Exposure standards and prevention
The current guidelines for anesthetic gas exposure, as designated by the National Institute for Occupational Safety and Health (NIOSH), are to maintain levels of nitrous oxide exposure below 25 ppm as an average over time, while keeping the exposure to halogenated agents to below a maximum of 2 ppm when considering volatile anesthetics. Exceeding these levels increases the risk of developing the wide array of complications listed previously. Important to note, however, is that these standards were determined in 1977, and the only volatile agent tested at the time was halothane.
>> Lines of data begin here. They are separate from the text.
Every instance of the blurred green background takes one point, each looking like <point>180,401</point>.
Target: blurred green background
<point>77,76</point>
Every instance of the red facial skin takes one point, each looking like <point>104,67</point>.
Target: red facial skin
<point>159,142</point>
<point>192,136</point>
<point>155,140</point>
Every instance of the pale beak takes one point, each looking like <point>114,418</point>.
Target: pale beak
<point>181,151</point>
Research is still ongoing regarding exposure limits to other volatile anesthetics more commonly used today, and a new report regarding these agents has not yet been published.
Regarding prevention, there are multiple ways that exposure to excess anesthetic gases can be mitigated, including the following:
- Implementation of efficient scavenging systems within the operative and perioperative settings. The use of exhaust fans, pressure systems and/or laminar flow air conditioning, when coupled to efficient scavenging systems has consistently been shown to keep atmospheric levels of nitrous oxide below the NIOSH guidelines. As of 2016, a national survey of anesthesia providers showed that scavenging systems have been systematically implemented, with roughly 97% of providers stating that their workplace used such systems.
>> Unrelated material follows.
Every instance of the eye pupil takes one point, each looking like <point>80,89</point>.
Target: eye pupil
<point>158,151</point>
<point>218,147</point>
- Routine leak checks of anesthetic equipment. The practice of frequently checking for anesthetic gas leakage within the anesthesia machine circuit is an essential practice to ensure that the gases remain in a closed system and do not leak into the atmosphere. A national survey conducted in 2016 showed that up to 5% of anesthesia providers do not regularly check for leaks within their anesthetic systems, which poses a major problem as not all providers are following national recommendations, contributing to unnecessary instances of excess gas exposure.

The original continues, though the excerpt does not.